18/04/16 14:36:46 ERROR TransportRequestHandler: Error while invoking RpcHandler#receive() on RPC id 8384069538832556183 java.lang.IllegalArgumentException: A secret key must be specified via the spark.authenticate.secret config at org.apache.spark.SecurityManager$$anonfun$getSecretKey$4.apply(SecurityManager.scala:510) at org.apache.spark.SecurityManager$$anonfun$getSecretKey$4.apply(SecurityManager.scala:510) at scala.Option.getOrElse(Option.scala:121) at org.apache.spark.SecurityManager.getSecretKey(SecurityManager.scala:509) at org.apache.spark.SecurityManager.getSecretKey(SecurityManager.scala:551) at org.apache.spark.network.sasl.SparkSaslServer$DigestCallbackHandler.handle(SparkSaslServer.java:166) at com.sun.security.sasl.digest.DigestMD5Server.validateClientResponse(DigestMD5Server.java:589) at com.sun.security.sasl.digest.DigestMD5Server.evaluateResponse(DigestMD5Server.java:244) at org.apache.spark.network.sasl.SparkSaslServer.response(SparkSaslServer.java:119) at org.apache.spark.network.sasl.SaslRpcHandler.receive(SaslRpcHandler.java:103) at org.apache.spark.network.server.TransportRequestHandler.processRpcRequest(TransportRequestHandler.java:187) at org.apache.spark.network.server.TransportRequestHandler.handle(TransportRequestHandler.java:111)
To investigate it, the issue is:
Spark on Yarn stores SASL secret in current UGI's credentials, this credentials will be distributed to AM and executors, so that executors and drive share the same secret to communicate.

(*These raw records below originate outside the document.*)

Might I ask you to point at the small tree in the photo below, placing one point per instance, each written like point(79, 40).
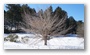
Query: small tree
point(45, 24)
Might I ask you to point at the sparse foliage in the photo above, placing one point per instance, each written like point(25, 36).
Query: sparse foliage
point(45, 24)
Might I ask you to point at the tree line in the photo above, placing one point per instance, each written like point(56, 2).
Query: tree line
point(20, 18)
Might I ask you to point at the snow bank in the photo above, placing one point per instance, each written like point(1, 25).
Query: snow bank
point(54, 43)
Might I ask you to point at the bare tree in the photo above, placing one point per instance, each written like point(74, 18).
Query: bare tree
point(45, 24)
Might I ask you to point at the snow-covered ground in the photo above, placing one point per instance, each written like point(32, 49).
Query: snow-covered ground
point(38, 43)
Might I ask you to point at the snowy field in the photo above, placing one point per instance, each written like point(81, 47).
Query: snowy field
point(38, 43)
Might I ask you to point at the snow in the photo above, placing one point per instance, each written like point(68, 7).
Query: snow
point(38, 43)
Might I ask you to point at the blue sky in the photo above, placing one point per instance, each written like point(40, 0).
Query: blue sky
point(75, 10)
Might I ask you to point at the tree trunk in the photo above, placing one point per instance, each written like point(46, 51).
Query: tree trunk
point(45, 40)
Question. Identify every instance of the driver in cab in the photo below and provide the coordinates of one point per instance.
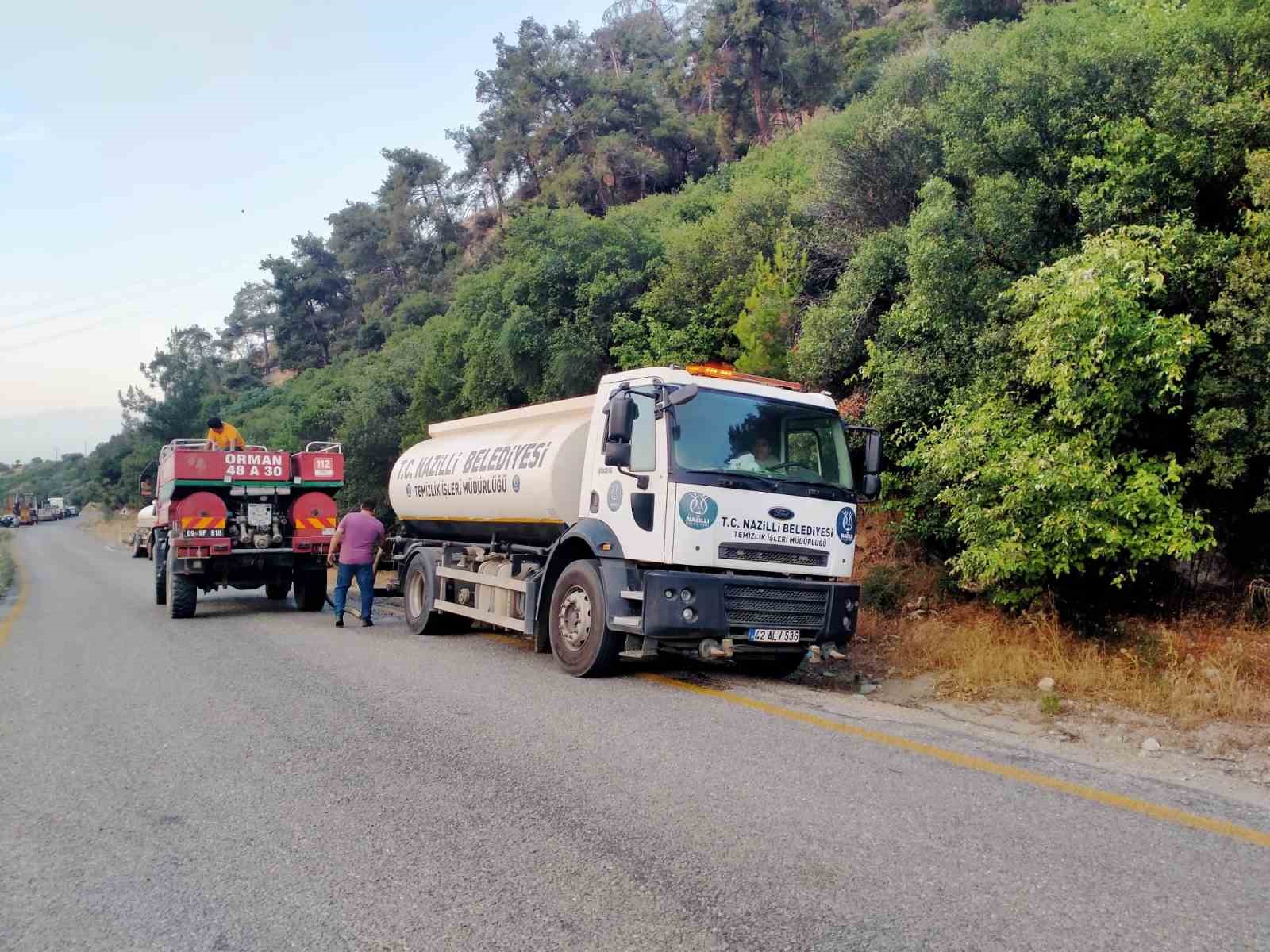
(759, 460)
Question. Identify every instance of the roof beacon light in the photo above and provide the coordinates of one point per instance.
(725, 371)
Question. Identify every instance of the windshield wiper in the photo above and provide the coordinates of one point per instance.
(768, 482)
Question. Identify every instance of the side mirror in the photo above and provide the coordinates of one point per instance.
(622, 418)
(683, 395)
(873, 454)
(618, 455)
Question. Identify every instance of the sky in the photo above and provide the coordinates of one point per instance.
(152, 154)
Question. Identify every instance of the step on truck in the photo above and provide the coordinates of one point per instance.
(679, 511)
(244, 520)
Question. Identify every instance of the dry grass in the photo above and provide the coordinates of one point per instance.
(6, 569)
(1191, 670)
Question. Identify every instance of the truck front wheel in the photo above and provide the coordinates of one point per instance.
(578, 624)
(182, 592)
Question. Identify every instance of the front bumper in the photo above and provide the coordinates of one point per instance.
(730, 606)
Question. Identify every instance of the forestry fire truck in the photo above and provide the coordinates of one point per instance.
(244, 520)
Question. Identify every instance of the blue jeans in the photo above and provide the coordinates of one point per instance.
(365, 575)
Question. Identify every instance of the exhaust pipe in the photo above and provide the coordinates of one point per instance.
(713, 651)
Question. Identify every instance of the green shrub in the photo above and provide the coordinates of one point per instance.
(883, 588)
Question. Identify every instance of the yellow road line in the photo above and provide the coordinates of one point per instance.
(6, 625)
(978, 763)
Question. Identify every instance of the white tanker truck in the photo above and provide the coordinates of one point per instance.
(691, 511)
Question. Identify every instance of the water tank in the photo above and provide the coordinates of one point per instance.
(514, 475)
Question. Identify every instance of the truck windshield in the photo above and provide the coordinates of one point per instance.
(737, 433)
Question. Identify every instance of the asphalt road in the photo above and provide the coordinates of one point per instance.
(257, 780)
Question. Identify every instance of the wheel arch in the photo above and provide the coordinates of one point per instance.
(588, 539)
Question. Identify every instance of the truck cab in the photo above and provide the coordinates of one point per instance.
(733, 499)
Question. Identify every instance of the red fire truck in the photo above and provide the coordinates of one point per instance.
(244, 520)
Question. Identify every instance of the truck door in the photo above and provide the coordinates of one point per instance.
(637, 516)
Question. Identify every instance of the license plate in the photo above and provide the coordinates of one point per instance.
(778, 635)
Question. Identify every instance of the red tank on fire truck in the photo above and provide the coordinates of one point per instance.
(244, 520)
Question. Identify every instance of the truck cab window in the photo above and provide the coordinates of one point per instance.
(804, 450)
(645, 435)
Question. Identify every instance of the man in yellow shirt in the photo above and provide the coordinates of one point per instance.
(224, 436)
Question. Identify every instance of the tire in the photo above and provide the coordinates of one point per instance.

But STS/Hive library code will refresh the current UGI by UGI's loginFromKeytab(), this will create a new UGI in the current context with empty tokens and secret keys, so secret key is lost in the current context's UGI, that's why Spark driver throws secret key not found exception.
In Spark 2.2 code, Spark also stores this secret key in SecurityManager's class variable, so even UGI is refreshed, the secret is still existed in the object, so STS with SASL can still be worked in Spark 2.2. But in Spark 2.3, we always search key from current UGI, which makes it fail to work in Spark 2.3.
To fix this issue, there're two possible solutions:
1. Fix in STS/Hive library, when a new UGI is refreshed, copy the secret key from original UGI to the new one. The difficulty is that some codes to refresh the UGI is existed in Hive library, which makes us hard to change the code.
2. Roll back the logics in SecurityManager to match Spark 2.2, so that this issue can be fixed.
2nd solution seems a simple one. So I will propose a PR with 2nd solution.